In Asia, punctuality is of the utmost importance as my anecdote will illustrate. We were at the London 2012 Olympic Games and my boss invited the Korean Member of the International Olympic Committee to dinner. Traffic during the Games was BRUTAL (it’s no excuse, but still bears mentioning) and at 8:00 pm, the time set for dinner, we were still in traffic. I received a polite phone call from the gentleman’s executive assistant asking if everything was alright. I explained the situation and calculated we would be about 15 minutes late. He very pointedly insisted that when we were a block away, I should call him. I soon realized, from our exchanges, that the cars in this gentleman’s group had been driving around the block where the restaurant is located, because in Asia it is the person hosting the event who should arrive first, never the guest. My boss was surprised when both gentlemen arrived at the same time and met at the restaurant entrance. I explained why later and he said: “This is why I admire Koreans! We should learn from them.”
In Asia and the Middle East, I’ve found that no matter how prominent a woman is in business, she is expected to walk behind or separate from the men. In Korea, a high executive from one of the most important electronics companies in the world, always walked behind the men, even though some of them were at her level professionally.
In the United Arab Emirates and in Kuwait, the ladies sat on one side of the room and chatted among themselves, while the men sat on the other side. I always felt a little awkward because I had to sit with the men, as I was there as my boss’ interpreter.
In Mexico, as in most western countries, women mingle with men at social events.
It goes without saying that it is very offensive to enter a church, mosque or temple wearing flip flops, shorts and a tank top. Some people seem to think that since it’s not their religion, the rules don’t apply to them. That may be, but respect should always be paid if you visit a holy place.
Of course, I have always followed this rule, however, I didn’t think a short-sleeved Tee would cause offense when I bought my ticket to the Vatican museum and was stopped by the Swiss Guard at the entrance. He pointed at my short sleeves and then pointed at a street stall where they sold long-sleeved t-shirts.
In Mexico, nowadays, things have become rather lax in this sense and people go to church in jeans. However, I would never do this in any other country without asking first. I have been to many mosques, and I have always had to cover my head, hair, and shoulders. So just carry a pashmina with you, it’ll do the trick when you need to enters a religious site, sit on a dirty bench or cover your head if you’re caught in the rain.
Taking photos where it may cause offense
I know it’s very tempting to take photos not only of places but of people and their local customs and culture. However, sometimes tourists treat them as if they were animals in a zoo. For example, if you walk into a mosque and you pass someone praying, don’t snap a photo, no matter how interesting it may seem.
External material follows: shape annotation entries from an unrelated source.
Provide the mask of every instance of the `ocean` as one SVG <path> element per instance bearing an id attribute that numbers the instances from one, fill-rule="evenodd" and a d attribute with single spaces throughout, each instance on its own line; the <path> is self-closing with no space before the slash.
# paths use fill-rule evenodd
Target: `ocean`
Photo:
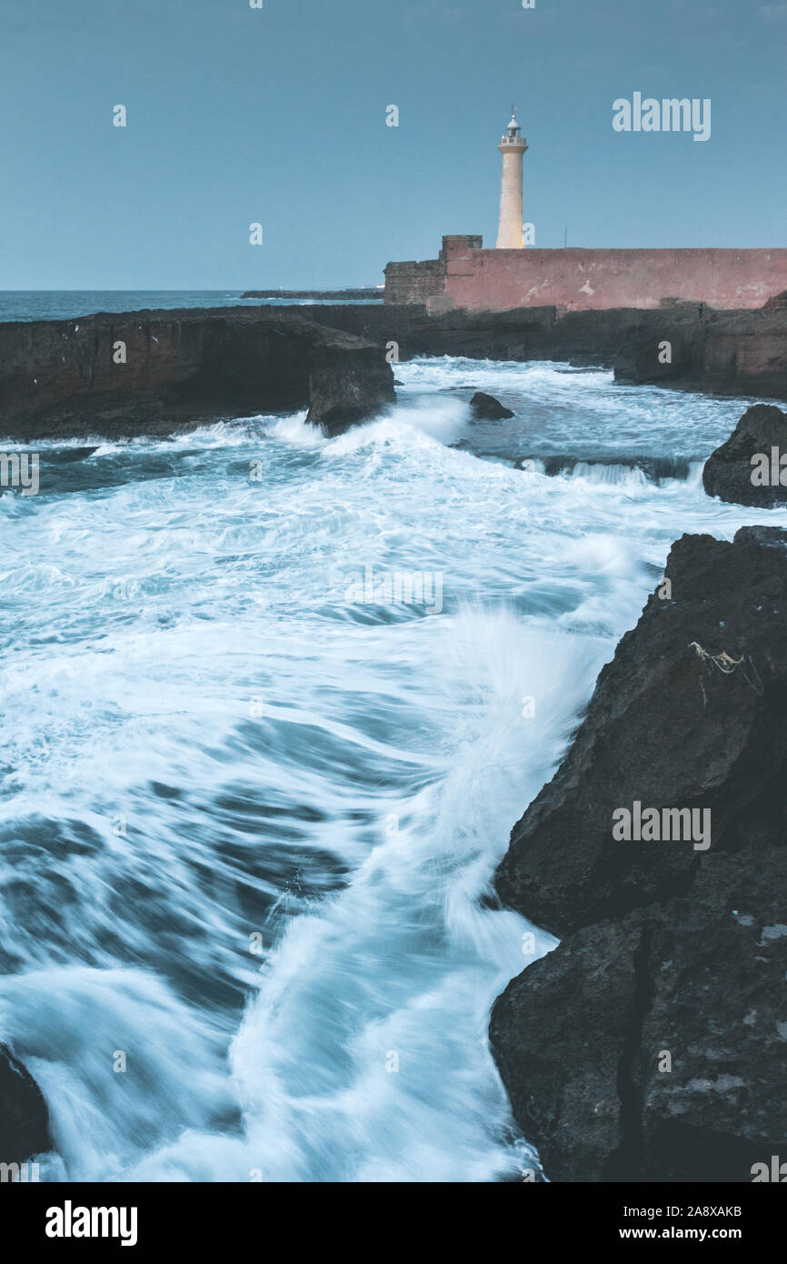
<path id="1" fill-rule="evenodd" d="M 331 306 L 332 298 L 241 298 L 243 289 L 0 289 L 0 321 L 71 320 L 92 312 L 179 307 Z M 373 307 L 383 300 L 361 300 Z"/>
<path id="2" fill-rule="evenodd" d="M 671 542 L 787 516 L 702 490 L 747 401 L 395 369 L 335 439 L 86 435 L 0 495 L 0 1040 L 42 1179 L 538 1170 L 486 1026 L 555 940 L 495 865 Z"/>

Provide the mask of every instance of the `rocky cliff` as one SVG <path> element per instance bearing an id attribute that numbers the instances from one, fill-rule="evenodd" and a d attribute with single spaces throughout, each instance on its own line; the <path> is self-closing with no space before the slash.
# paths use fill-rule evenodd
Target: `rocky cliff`
<path id="1" fill-rule="evenodd" d="M 702 485 L 709 495 L 735 504 L 786 504 L 787 413 L 762 403 L 747 410 L 705 463 Z"/>
<path id="2" fill-rule="evenodd" d="M 395 398 L 384 351 L 297 312 L 100 312 L 0 324 L 0 435 L 169 434 L 309 408 L 340 430 Z"/>
<path id="3" fill-rule="evenodd" d="M 786 618 L 786 532 L 678 540 L 514 827 L 498 892 L 563 938 L 490 1039 L 551 1179 L 745 1182 L 783 1149 Z"/>
<path id="4" fill-rule="evenodd" d="M 715 312 L 676 303 L 657 310 L 430 313 L 418 306 L 308 307 L 309 320 L 383 345 L 399 359 L 466 355 L 493 360 L 568 360 L 615 369 L 622 384 L 787 399 L 787 306 Z"/>

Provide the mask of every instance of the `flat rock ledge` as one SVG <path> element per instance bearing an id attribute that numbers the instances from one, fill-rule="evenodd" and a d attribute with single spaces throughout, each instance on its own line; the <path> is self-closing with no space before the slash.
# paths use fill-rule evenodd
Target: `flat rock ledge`
<path id="1" fill-rule="evenodd" d="M 308 408 L 328 434 L 395 399 L 385 349 L 293 310 L 99 312 L 0 324 L 0 436 L 165 436 Z"/>

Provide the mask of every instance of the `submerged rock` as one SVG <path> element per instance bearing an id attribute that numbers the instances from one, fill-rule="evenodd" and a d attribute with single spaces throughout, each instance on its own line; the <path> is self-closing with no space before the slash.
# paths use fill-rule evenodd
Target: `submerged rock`
<path id="1" fill-rule="evenodd" d="M 565 935 L 490 1024 L 551 1179 L 750 1181 L 783 1148 L 787 551 L 757 530 L 673 545 L 498 871 Z M 667 841 L 613 837 L 637 804 Z"/>
<path id="2" fill-rule="evenodd" d="M 40 1090 L 0 1044 L 0 1163 L 27 1163 L 51 1149 L 49 1117 Z"/>
<path id="3" fill-rule="evenodd" d="M 470 407 L 475 417 L 485 421 L 502 421 L 504 417 L 513 417 L 510 408 L 505 408 L 494 396 L 488 396 L 484 391 L 476 391 Z"/>
<path id="4" fill-rule="evenodd" d="M 706 460 L 702 485 L 709 495 L 734 504 L 787 504 L 787 413 L 766 403 L 748 408 Z"/>

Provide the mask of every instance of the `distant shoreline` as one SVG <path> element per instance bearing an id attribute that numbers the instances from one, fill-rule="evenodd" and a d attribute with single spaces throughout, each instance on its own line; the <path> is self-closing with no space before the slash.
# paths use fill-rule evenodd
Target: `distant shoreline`
<path id="1" fill-rule="evenodd" d="M 336 298 L 345 302 L 363 302 L 365 298 L 383 298 L 383 287 L 361 286 L 359 289 L 246 289 L 241 298 Z"/>

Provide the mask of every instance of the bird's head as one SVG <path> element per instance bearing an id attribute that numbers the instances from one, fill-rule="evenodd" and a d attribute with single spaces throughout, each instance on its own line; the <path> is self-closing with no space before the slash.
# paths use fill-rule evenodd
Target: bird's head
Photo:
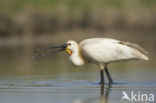
<path id="1" fill-rule="evenodd" d="M 73 40 L 67 41 L 66 45 L 65 52 L 67 52 L 69 55 L 72 55 L 72 53 L 75 52 L 78 48 L 78 44 Z"/>

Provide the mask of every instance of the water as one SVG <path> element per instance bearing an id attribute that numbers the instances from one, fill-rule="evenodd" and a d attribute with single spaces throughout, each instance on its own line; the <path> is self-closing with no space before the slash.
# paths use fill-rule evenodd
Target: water
<path id="1" fill-rule="evenodd" d="M 88 70 L 88 71 L 87 71 Z M 114 84 L 98 85 L 98 70 L 54 74 L 7 75 L 0 78 L 1 103 L 121 103 L 125 91 L 156 95 L 153 69 L 112 71 Z M 123 103 L 130 103 L 123 101 Z M 134 102 L 135 103 L 135 102 Z M 141 102 L 138 102 L 141 103 Z M 155 103 L 155 102 L 143 102 Z"/>

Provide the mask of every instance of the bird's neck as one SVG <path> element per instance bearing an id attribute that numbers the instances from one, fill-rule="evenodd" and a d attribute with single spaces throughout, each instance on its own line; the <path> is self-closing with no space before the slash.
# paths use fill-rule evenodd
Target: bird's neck
<path id="1" fill-rule="evenodd" d="M 69 56 L 69 59 L 75 66 L 82 66 L 84 64 L 84 59 L 79 51 L 79 48 L 72 52 L 72 55 Z"/>

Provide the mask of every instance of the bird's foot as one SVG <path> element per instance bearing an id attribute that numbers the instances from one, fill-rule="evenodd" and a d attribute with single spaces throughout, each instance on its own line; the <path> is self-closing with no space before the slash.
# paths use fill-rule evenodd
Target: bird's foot
<path id="1" fill-rule="evenodd" d="M 110 81 L 109 81 L 109 84 L 113 84 L 113 80 L 110 80 Z"/>
<path id="2" fill-rule="evenodd" d="M 99 82 L 99 85 L 104 85 L 104 81 L 100 81 Z"/>

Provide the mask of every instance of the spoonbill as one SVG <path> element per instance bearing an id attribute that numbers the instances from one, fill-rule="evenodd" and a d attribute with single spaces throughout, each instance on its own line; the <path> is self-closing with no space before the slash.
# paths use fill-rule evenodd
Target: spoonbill
<path id="1" fill-rule="evenodd" d="M 97 64 L 100 68 L 101 81 L 99 84 L 101 85 L 104 85 L 105 83 L 104 71 L 109 83 L 113 83 L 112 77 L 107 68 L 108 64 L 117 61 L 148 60 L 148 52 L 139 45 L 110 38 L 90 38 L 82 40 L 79 44 L 76 41 L 69 40 L 60 46 L 38 50 L 43 51 L 54 48 L 60 49 L 51 52 L 50 54 L 65 51 L 69 54 L 69 60 L 75 66 L 82 66 L 86 63 Z"/>

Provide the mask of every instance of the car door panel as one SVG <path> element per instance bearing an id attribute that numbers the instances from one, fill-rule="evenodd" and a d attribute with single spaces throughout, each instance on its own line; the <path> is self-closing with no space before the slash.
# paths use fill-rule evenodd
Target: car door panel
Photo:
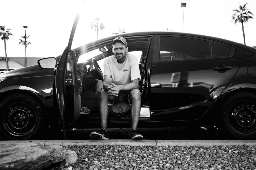
<path id="1" fill-rule="evenodd" d="M 213 69 L 221 65 L 230 67 L 225 70 Z M 239 67 L 232 57 L 153 62 L 150 88 L 151 118 L 166 120 L 199 118 Z"/>

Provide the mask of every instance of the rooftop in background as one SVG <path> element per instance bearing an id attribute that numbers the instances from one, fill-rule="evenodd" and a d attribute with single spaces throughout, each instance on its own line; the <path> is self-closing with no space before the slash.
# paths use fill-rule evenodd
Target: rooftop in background
<path id="1" fill-rule="evenodd" d="M 37 61 L 42 58 L 38 57 L 27 57 L 28 66 L 37 64 Z M 11 70 L 24 67 L 24 57 L 8 57 L 9 69 Z M 5 57 L 0 57 L 0 70 L 6 70 Z"/>

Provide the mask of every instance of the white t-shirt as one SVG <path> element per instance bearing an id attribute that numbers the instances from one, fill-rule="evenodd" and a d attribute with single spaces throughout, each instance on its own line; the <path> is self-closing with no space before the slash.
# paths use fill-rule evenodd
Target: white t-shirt
<path id="1" fill-rule="evenodd" d="M 103 75 L 111 75 L 113 82 L 116 85 L 126 84 L 137 79 L 141 80 L 137 58 L 129 53 L 122 63 L 118 63 L 114 55 L 108 57 L 104 62 L 104 67 Z"/>

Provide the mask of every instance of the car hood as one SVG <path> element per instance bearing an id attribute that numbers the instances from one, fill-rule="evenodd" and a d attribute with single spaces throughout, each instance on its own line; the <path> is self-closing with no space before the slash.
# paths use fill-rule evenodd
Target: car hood
<path id="1" fill-rule="evenodd" d="M 4 76 L 9 79 L 54 75 L 53 70 L 42 69 L 38 65 L 15 69 L 0 74 L 0 76 Z"/>
<path id="2" fill-rule="evenodd" d="M 34 70 L 38 66 L 38 65 L 35 65 L 31 66 L 23 67 L 20 69 L 14 69 L 1 73 L 1 74 L 0 74 L 0 76 L 4 75 L 7 76 L 14 75 L 18 73 L 29 71 Z"/>

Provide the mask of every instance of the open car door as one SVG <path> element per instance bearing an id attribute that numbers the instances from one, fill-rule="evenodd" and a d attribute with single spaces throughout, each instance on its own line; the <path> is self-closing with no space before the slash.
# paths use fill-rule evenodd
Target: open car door
<path id="1" fill-rule="evenodd" d="M 70 34 L 68 46 L 61 57 L 56 70 L 55 87 L 61 114 L 60 123 L 66 139 L 66 125 L 79 118 L 81 108 L 82 82 L 78 79 L 75 54 L 71 49 L 72 42 L 80 16 L 78 13 Z"/>

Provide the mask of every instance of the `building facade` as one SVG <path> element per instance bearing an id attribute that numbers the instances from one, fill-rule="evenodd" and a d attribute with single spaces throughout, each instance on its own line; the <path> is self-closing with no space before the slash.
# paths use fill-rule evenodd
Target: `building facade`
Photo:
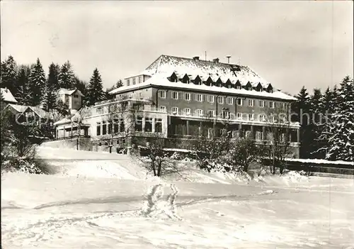
<path id="1" fill-rule="evenodd" d="M 249 67 L 161 55 L 110 94 L 113 99 L 96 103 L 84 118 L 93 150 L 99 150 L 108 143 L 105 140 L 114 139 L 128 146 L 144 145 L 144 138 L 156 133 L 166 138 L 171 148 L 190 148 L 188 141 L 200 132 L 207 135 L 227 132 L 235 138 L 249 135 L 266 145 L 273 135 L 271 128 L 286 123 L 288 132 L 284 135 L 289 135 L 293 157 L 299 157 L 299 125 L 287 122 L 295 99 Z M 118 110 L 122 103 L 129 108 Z M 125 114 L 110 121 L 115 113 L 129 113 L 133 118 Z M 128 119 L 134 120 L 129 131 Z M 118 125 L 115 132 L 116 123 L 124 123 L 125 128 Z M 215 128 L 219 134 L 214 133 Z"/>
The same applies to Mexico and all over the world, humans should be respected! In Mexico you’ll find many people selling their handmade crafts on the streets, carrying their babies on their backs, wrapped in a shawl (the original kangaroo baby sling), and they look so beautiful and foreign and you can’t wait to share it with your friends. STOP! Approach the person, tell her you think her dress is beautiful and would she allow you to take a photo. She won’t be mad if after the photo you buy something from her!
Let’s go forth into the world and absorb every experience to the max! But remember every human being deserves respect. And just because the customs of the country at not your own, you are on THEIR SOIL and it won’t kill you to learn how they do it and follow their example.